All I really knew about Of Time And The City is that it was Mark Kermode's favourite film of last year, and that in theory it sounded very dull. Various images of Liverpool, mostly in black and white, compiled like a slideshow, with some voiceover commentary from writer/director Terence Davies. No explosions, spacecrafts or Adamantium? No thanks!
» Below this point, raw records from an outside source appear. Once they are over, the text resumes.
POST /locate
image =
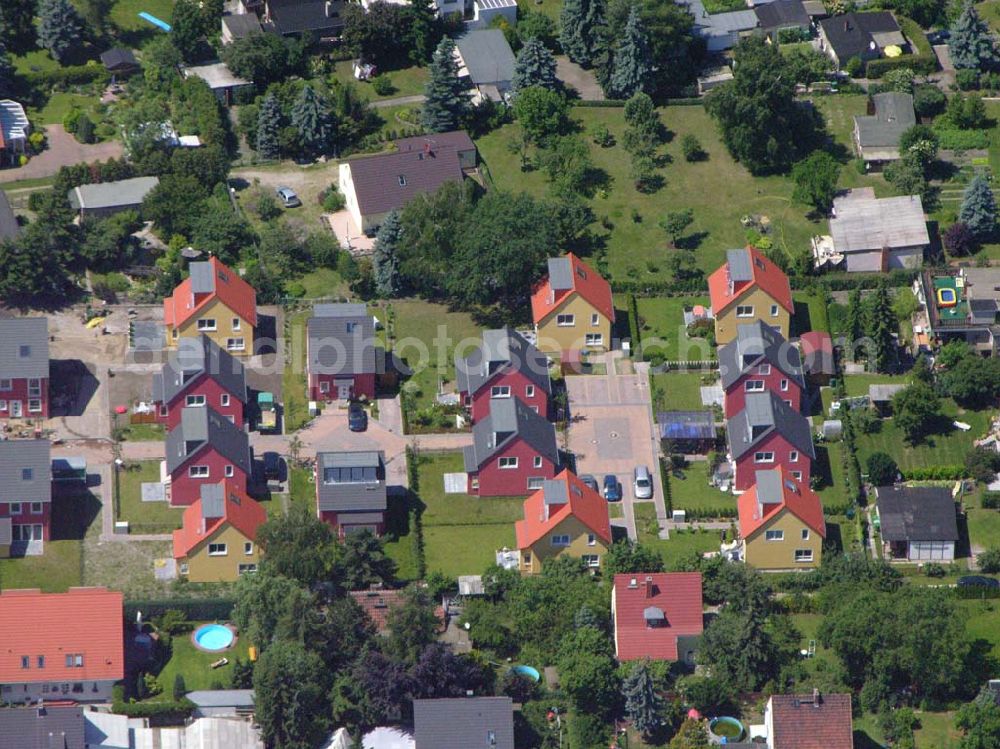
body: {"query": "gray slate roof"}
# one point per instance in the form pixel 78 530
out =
pixel 201 426
pixel 763 415
pixel 8 221
pixel 757 344
pixel 917 513
pixel 510 419
pixel 464 723
pixel 124 192
pixel 893 116
pixel 351 481
pixel 503 349
pixel 25 471
pixel 16 361
pixel 342 340
pixel 197 356
pixel 487 56
pixel 51 727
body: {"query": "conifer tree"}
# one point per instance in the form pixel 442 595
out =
pixel 446 100
pixel 979 209
pixel 632 67
pixel 535 66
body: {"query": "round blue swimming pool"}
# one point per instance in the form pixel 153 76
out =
pixel 530 672
pixel 213 637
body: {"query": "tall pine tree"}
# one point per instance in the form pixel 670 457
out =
pixel 446 100
pixel 311 117
pixel 269 128
pixel 979 209
pixel 573 31
pixel 385 257
pixel 59 27
pixel 535 66
pixel 971 44
pixel 632 66
pixel 643 704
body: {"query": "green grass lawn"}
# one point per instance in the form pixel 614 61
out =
pixel 145 517
pixel 661 328
pixel 948 448
pixel 405 82
pixel 195 666
pixel 426 336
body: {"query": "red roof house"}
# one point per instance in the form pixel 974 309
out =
pixel 814 721
pixel 657 616
pixel 61 646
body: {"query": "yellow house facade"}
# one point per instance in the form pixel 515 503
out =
pixel 755 305
pixel 221 557
pixel 568 538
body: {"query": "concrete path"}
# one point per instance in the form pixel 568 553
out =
pixel 63 150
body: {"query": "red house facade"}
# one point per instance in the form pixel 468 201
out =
pixel 24 368
pixel 200 374
pixel 205 448
pixel 341 354
pixel 760 360
pixel 505 365
pixel 514 450
pixel 768 434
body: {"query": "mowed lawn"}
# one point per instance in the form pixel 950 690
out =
pixel 948 448
pixel 426 336
pixel 662 330
pixel 718 191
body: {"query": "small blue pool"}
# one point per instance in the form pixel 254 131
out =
pixel 213 637
pixel 530 672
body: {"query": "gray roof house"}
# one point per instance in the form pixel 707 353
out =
pixel 24 348
pixel 510 420
pixel 877 134
pixel 918 523
pixel 872 234
pixel 196 357
pixel 202 427
pixel 502 350
pixel 464 723
pixel 43 727
pixel 105 198
pixel 485 57
pixel 757 344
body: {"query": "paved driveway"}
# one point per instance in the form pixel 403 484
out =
pixel 611 431
pixel 63 150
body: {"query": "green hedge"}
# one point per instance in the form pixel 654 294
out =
pixel 196 609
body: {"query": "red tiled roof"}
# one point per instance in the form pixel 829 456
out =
pixel 84 621
pixel 244 514
pixel 378 602
pixel 676 594
pixel 584 503
pixel 800 723
pixel 232 291
pixel 766 276
pixel 587 282
pixel 797 498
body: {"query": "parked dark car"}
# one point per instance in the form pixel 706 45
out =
pixel 978 581
pixel 612 488
pixel 357 418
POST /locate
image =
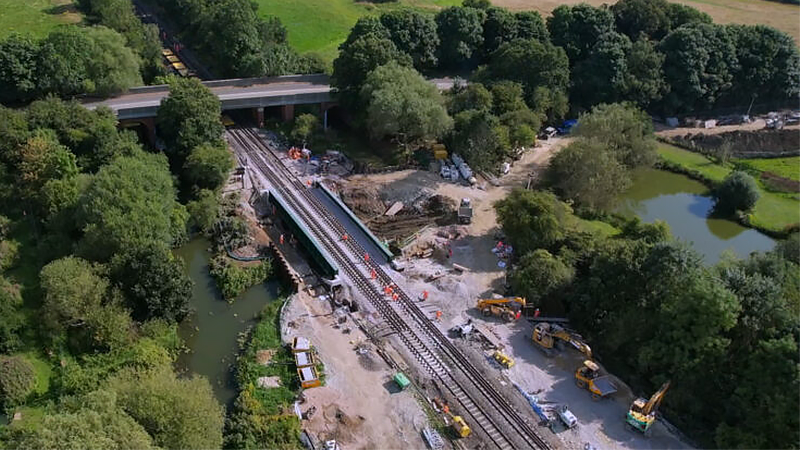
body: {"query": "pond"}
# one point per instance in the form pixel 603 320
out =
pixel 684 204
pixel 211 332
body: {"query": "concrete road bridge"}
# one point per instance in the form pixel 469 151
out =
pixel 139 105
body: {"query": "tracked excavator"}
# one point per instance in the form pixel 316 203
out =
pixel 509 308
pixel 548 335
pixel 643 412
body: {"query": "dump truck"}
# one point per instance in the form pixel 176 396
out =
pixel 642 413
pixel 547 336
pixel 588 377
pixel 465 211
pixel 509 308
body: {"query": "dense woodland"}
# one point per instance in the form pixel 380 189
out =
pixel 665 58
pixel 90 292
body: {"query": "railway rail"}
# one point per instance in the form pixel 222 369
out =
pixel 476 395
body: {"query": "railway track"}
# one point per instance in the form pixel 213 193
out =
pixel 437 355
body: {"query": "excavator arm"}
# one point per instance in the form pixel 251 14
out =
pixel 655 400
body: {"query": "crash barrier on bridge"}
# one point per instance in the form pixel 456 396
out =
pixel 320 258
pixel 283 269
pixel 234 82
pixel 384 250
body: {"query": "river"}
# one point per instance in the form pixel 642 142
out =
pixel 684 204
pixel 212 331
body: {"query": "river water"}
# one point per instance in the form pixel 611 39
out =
pixel 212 331
pixel 684 204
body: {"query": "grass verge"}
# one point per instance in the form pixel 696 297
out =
pixel 776 213
pixel 263 417
pixel 36 17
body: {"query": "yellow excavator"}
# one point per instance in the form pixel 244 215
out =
pixel 643 412
pixel 509 308
pixel 547 335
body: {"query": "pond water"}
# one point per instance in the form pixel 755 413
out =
pixel 684 204
pixel 211 332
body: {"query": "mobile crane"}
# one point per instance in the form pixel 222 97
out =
pixel 642 413
pixel 546 336
pixel 509 308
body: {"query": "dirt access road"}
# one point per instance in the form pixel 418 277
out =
pixel 601 423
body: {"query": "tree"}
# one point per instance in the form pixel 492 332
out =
pixel 127 203
pixel 541 68
pixel 499 27
pixel 530 25
pixel 413 33
pixel 588 174
pixel 769 64
pixel 475 138
pixel 93 422
pixel 461 35
pixel 208 166
pixel 576 28
pixel 18 76
pixel 12 320
pixel 17 380
pixel 204 211
pixel 626 131
pixel 92 60
pixel 150 398
pixel 473 96
pixel 304 126
pixel 360 56
pixel 79 304
pixel 533 219
pixel 601 76
pixel 402 104
pixel 644 79
pixel 738 192
pixel 153 282
pixel 541 277
pixel 188 117
pixel 699 66
pixel 648 18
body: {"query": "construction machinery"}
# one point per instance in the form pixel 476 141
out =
pixel 547 336
pixel 509 308
pixel 503 359
pixel 465 211
pixel 588 377
pixel 643 412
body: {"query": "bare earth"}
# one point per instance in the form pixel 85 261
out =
pixel 601 423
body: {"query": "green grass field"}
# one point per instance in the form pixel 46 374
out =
pixel 784 167
pixel 321 25
pixel 774 211
pixel 36 17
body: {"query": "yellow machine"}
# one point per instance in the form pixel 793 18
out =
pixel 546 336
pixel 588 377
pixel 460 426
pixel 503 359
pixel 643 413
pixel 509 308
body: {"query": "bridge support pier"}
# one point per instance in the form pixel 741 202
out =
pixel 258 115
pixel 287 113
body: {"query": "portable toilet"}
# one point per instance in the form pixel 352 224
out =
pixel 401 380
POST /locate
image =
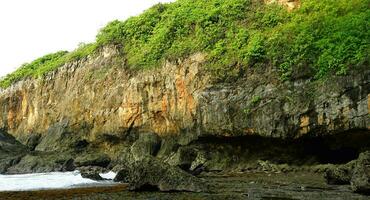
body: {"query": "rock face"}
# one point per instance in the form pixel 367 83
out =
pixel 360 181
pixel 149 173
pixel 11 151
pixel 340 175
pixel 98 106
pixel 99 97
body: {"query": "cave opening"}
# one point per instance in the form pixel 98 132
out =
pixel 339 148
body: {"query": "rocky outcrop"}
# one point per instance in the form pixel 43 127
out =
pixel 360 181
pixel 99 97
pixel 11 151
pixel 177 112
pixel 149 173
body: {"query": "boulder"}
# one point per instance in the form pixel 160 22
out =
pixel 11 151
pixel 339 175
pixel 148 144
pixel 150 173
pixel 92 173
pixel 93 159
pixel 360 181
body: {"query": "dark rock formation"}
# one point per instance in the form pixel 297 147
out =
pixel 11 151
pixel 38 162
pixel 339 175
pixel 92 173
pixel 150 173
pixel 148 144
pixel 360 181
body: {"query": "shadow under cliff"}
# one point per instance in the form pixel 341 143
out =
pixel 220 153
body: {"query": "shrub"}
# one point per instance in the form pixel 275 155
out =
pixel 328 37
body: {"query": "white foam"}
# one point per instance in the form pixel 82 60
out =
pixel 54 180
pixel 110 175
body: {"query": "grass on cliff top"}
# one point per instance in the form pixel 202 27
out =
pixel 324 37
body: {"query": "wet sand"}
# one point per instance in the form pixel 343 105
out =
pixel 246 185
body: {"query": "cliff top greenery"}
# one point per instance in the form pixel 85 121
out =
pixel 325 37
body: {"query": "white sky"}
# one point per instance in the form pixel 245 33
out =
pixel 32 28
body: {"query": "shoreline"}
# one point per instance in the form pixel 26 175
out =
pixel 66 193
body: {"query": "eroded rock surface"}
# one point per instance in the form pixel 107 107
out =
pixel 149 173
pixel 360 181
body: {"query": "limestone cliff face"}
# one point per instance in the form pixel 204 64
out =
pixel 101 96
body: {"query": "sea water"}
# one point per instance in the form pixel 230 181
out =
pixel 53 180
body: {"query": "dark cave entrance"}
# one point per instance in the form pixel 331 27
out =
pixel 338 148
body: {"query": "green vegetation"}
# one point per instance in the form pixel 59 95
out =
pixel 47 63
pixel 253 103
pixel 327 37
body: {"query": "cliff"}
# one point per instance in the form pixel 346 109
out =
pixel 100 105
pixel 99 95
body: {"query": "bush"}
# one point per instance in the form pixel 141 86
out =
pixel 328 37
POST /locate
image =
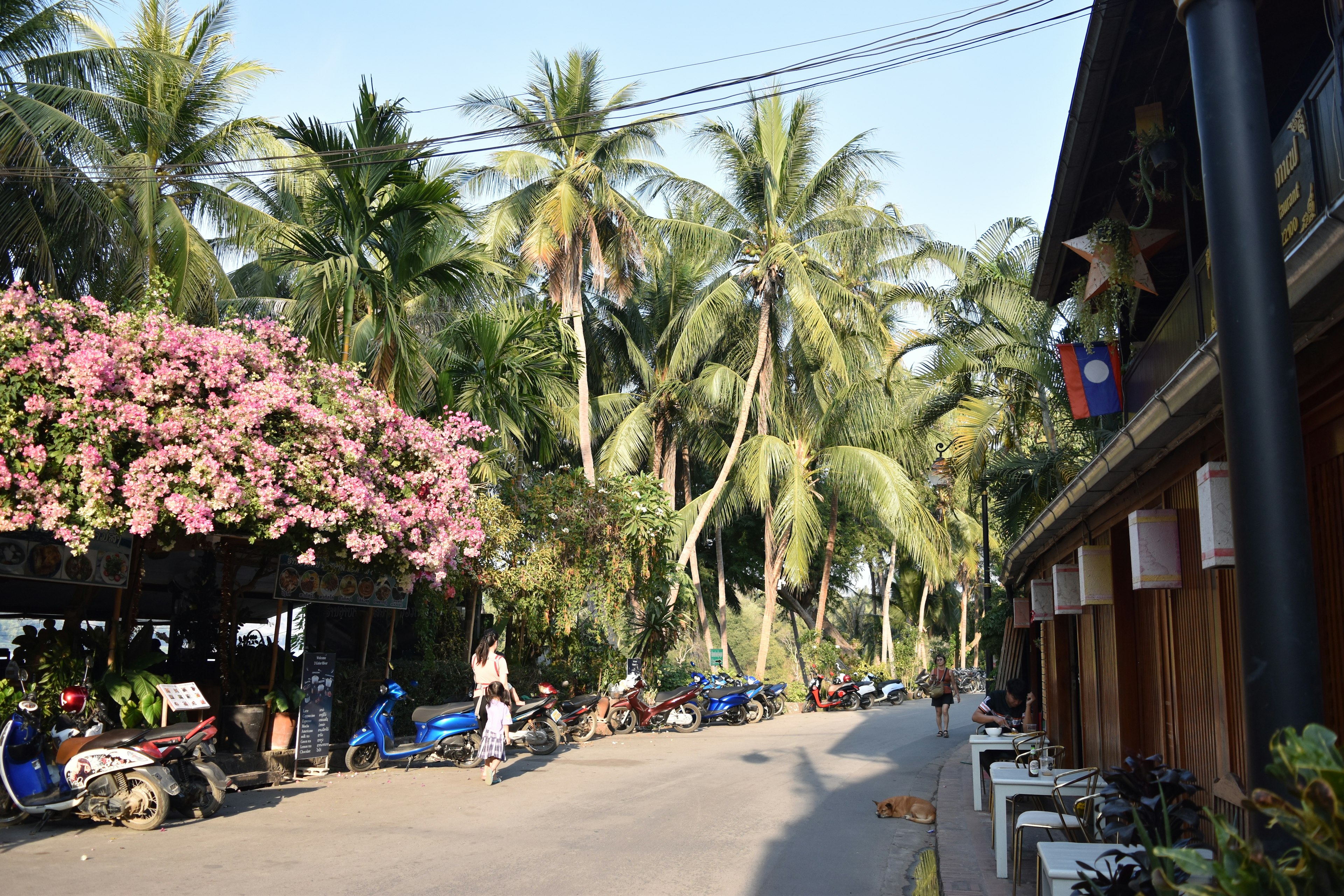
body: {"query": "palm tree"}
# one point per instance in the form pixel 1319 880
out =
pixel 359 236
pixel 564 210
pixel 510 366
pixel 174 120
pixel 781 217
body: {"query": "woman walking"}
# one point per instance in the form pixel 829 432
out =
pixel 943 687
pixel 496 723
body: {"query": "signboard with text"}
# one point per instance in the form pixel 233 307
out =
pixel 315 714
pixel 334 583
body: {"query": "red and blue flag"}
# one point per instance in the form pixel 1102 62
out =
pixel 1092 374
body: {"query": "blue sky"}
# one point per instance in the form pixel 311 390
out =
pixel 978 135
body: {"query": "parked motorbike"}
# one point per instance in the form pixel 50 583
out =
pixel 675 708
pixel 448 731
pixel 846 696
pixel 107 777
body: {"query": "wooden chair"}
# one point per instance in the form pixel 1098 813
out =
pixel 1064 819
But I gave it a shot, because the Good Doctor went to the same school as me, and I generally agree with his opinions. The film is definitely not for everyone, and that one sentence description above is not too far from the truth. And yet, there's a lot to admire in there, but you have to be okay with very slow pacing and long stretches of silence or Davies' beloved classical music. Also, you really have to hear the man's voice, it's majestic - like a more world-weary and rugged David Attenborough. He speaks so wistfully of times gone by, of an age when football wasn't venal - his word, not mine - and when hometown heroes the Beatles ruined popular music and fashion. "John, Paul, George and Ringo: they sounded like a firm of suburban solicitors".
One sequence was particularly moving - a montage of images from the Korean War, interspersed with footage of the Queen's coronation in 1952, set to 'He Ain't Heavy, He's My Brother'. Beautiful stuff. The insight into Davies' own life and youth is interesting too, but I was more keen on his broader opinions about the community and the way it isn't what it used to be.
Like I said, Of Time and the City is not an easy film to enjoy, but if you seek it out, you'll get a warm fuzzy feeling from it, I hope.